Der Vorraum war voll, als wir uns mit knapp 30 Leuten versammelten. „So viele Besucher auf einmal kommen selten hierher,“ lachte Friedemann Schäfer, der für uns mit viel Herz und Engagement eine interessante Führung gestaltete. Auf rund 1.600 qm Ausstellungsfläche wurde ein anhand hervorragender Werke führender Künstler, Kunsthandwerker und Designer ein Bogen vom frühen 20. Jahrhundert bis in die Gegenwart geschlagen.

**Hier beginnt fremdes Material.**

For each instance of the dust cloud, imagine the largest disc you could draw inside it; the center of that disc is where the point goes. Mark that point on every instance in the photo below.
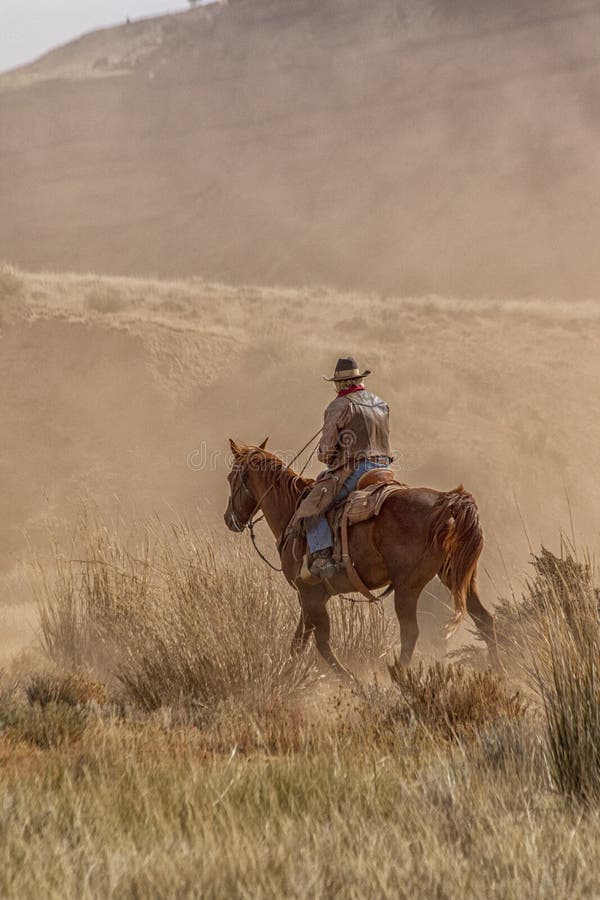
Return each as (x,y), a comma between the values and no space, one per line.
(125,392)
(428,161)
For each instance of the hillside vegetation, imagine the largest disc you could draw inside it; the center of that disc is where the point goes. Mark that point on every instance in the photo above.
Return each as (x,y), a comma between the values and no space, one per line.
(164,745)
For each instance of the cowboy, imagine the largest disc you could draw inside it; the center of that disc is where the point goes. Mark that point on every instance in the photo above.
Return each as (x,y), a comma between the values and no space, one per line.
(355,438)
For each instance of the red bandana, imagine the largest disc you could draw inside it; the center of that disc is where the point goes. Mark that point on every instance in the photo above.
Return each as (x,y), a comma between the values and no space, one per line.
(352,390)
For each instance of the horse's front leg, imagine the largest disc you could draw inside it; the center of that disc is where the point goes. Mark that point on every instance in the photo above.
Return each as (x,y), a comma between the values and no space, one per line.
(315,620)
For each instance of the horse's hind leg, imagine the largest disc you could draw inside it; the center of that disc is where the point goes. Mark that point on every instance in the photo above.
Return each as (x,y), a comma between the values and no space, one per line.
(405,603)
(484,622)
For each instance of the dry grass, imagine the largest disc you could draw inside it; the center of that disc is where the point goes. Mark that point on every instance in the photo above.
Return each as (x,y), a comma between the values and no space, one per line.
(170,749)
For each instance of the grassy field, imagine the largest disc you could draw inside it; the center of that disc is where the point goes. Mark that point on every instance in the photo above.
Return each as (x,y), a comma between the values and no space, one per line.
(162,744)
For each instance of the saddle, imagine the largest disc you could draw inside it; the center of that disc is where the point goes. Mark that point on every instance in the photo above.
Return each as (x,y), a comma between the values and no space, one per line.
(364,503)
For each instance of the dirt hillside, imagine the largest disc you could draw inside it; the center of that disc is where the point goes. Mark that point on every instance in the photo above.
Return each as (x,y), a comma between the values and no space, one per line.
(125,391)
(403,146)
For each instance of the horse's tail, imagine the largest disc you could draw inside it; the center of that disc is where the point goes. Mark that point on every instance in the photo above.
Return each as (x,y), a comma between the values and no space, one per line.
(456,530)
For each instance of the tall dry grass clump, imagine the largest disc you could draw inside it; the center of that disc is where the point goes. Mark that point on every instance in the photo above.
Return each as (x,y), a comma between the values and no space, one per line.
(170,617)
(566,667)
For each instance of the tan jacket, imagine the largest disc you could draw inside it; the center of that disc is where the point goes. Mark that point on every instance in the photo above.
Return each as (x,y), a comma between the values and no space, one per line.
(356,427)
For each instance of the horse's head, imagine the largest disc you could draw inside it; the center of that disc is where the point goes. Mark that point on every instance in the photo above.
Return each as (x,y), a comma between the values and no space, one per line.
(242,503)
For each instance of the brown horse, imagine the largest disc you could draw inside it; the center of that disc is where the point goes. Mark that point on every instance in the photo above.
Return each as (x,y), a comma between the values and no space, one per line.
(419,533)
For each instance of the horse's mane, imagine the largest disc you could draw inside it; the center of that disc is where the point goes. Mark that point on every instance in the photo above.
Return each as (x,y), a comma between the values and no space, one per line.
(282,477)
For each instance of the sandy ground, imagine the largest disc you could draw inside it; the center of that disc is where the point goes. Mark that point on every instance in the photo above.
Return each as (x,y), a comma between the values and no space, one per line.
(124,393)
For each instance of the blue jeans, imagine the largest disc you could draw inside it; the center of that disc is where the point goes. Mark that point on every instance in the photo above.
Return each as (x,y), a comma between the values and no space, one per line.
(318,532)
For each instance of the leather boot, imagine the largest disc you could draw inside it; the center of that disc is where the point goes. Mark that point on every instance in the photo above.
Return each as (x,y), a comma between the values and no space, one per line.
(322,564)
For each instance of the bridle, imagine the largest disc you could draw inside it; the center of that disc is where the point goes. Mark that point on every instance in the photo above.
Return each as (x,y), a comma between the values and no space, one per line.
(239,526)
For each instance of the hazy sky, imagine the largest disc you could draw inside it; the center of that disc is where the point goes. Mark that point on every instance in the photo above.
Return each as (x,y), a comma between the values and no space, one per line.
(29,29)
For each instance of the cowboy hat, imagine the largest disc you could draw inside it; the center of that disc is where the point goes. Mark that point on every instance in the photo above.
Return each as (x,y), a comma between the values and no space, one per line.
(347,368)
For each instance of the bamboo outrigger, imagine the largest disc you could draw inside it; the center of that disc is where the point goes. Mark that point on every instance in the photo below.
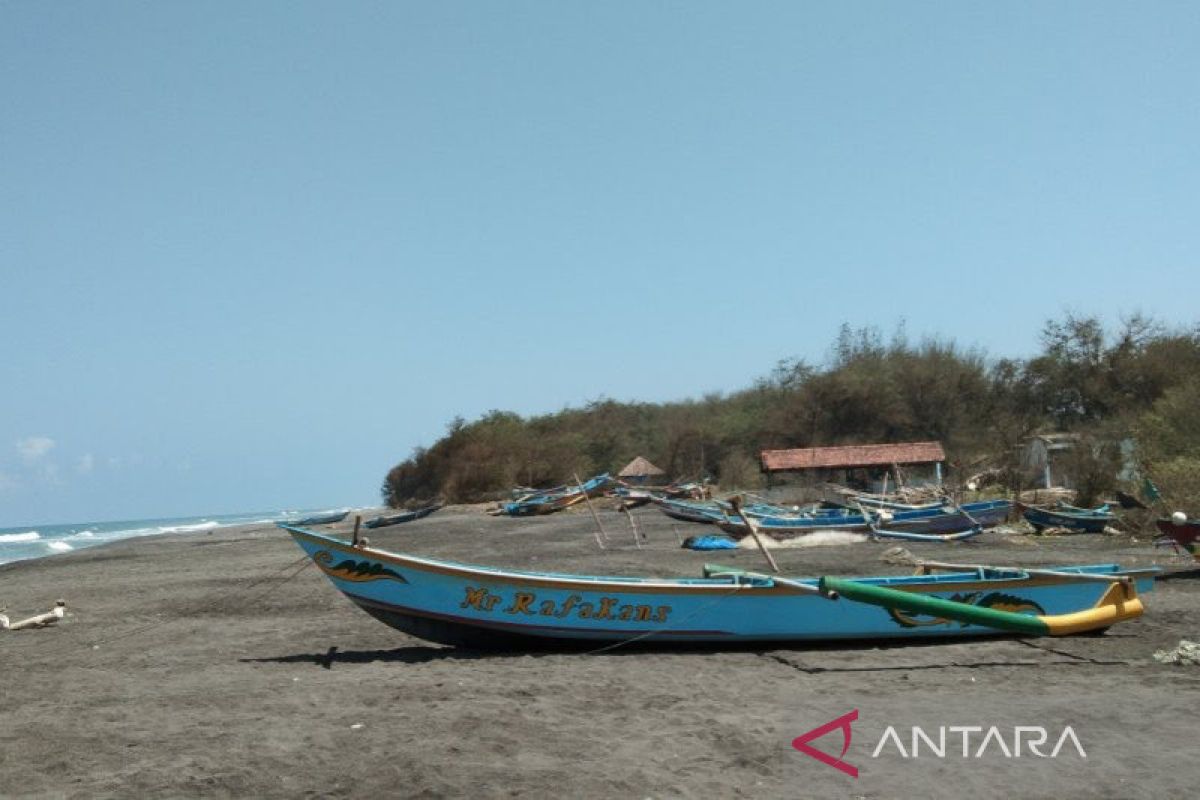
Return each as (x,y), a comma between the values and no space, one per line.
(477,606)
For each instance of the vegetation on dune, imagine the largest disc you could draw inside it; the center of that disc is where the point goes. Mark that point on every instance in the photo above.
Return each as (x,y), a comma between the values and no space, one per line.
(1139,383)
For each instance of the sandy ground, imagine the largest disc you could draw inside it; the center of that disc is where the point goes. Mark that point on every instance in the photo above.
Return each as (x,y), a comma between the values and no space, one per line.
(191,666)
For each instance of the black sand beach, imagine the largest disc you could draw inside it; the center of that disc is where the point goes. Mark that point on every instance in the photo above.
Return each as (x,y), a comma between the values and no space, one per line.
(193,666)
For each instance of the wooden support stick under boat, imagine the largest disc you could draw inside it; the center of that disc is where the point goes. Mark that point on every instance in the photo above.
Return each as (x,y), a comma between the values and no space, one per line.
(736,501)
(594,515)
(633,524)
(41,620)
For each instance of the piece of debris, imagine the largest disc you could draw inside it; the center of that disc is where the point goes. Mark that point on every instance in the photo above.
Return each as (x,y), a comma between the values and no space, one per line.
(1186,654)
(40,620)
(898,555)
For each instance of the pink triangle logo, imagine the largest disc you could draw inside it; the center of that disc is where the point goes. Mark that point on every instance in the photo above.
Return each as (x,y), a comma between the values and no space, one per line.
(802,743)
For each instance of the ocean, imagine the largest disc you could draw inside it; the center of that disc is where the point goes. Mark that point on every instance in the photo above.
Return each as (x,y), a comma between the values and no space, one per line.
(42,541)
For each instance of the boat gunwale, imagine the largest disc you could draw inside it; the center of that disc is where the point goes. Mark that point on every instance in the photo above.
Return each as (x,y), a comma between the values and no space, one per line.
(633,584)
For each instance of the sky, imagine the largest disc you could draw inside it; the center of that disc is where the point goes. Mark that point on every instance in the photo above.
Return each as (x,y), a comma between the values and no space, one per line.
(251,254)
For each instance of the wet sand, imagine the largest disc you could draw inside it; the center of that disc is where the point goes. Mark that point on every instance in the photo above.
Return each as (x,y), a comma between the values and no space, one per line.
(204,665)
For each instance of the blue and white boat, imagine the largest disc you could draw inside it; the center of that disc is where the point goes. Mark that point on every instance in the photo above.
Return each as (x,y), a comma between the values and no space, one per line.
(478,606)
(1090,521)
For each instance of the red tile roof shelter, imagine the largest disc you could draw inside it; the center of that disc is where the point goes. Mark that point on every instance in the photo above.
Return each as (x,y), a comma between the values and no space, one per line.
(852,456)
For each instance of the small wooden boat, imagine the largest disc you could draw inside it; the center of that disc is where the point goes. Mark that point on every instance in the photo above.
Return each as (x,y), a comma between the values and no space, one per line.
(477,606)
(1090,521)
(321,519)
(1183,531)
(551,500)
(936,523)
(402,517)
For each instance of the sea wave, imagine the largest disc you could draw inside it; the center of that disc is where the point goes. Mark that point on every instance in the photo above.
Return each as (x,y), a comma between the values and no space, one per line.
(189,529)
(29,536)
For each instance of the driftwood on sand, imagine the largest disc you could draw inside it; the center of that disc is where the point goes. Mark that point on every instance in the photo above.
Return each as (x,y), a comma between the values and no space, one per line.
(40,620)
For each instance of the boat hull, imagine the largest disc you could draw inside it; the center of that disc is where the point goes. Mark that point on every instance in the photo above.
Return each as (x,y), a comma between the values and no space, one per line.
(1042,518)
(473,606)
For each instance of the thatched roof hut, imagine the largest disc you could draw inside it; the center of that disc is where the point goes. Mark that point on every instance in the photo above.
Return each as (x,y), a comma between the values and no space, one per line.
(640,470)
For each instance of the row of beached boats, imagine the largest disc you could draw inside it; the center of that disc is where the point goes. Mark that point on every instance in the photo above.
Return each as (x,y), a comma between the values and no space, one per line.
(382,521)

Der historische Überblick begann mit einer der bedeutendsten Jugendstilsammlungen in Deutschland, weiter gings zu den Luxusprodukten des französischen Art Déco. Wir entdeckten auch Kleidungsstücke und Modeaccessoires, und bewunderten internationales Designgeschehen vom Funktionalismus bis hin zu aktuellen Designerzeugnissen. Nach einer Stunde hieß es: Ab nach draußen. Wir kletterten in die Straßenbahn und stiegen am Mühlburger Tor wieder aus, wo Friedemann Schäfer uns die Jugendstilbauten zeigte und uns auf viele Details hinwies, die einem sonst nicht ins Auge fallen. Die Temperaturen waren kalt, wie es sich für den Winter gehörte, so wärmten wir uns anschließend im Cafe Feller wieder auf, wo man für uns reserviert hatte, obwohl Hochbetrieb war, und wir noch einen lebhaften Nachmittag verbrachten.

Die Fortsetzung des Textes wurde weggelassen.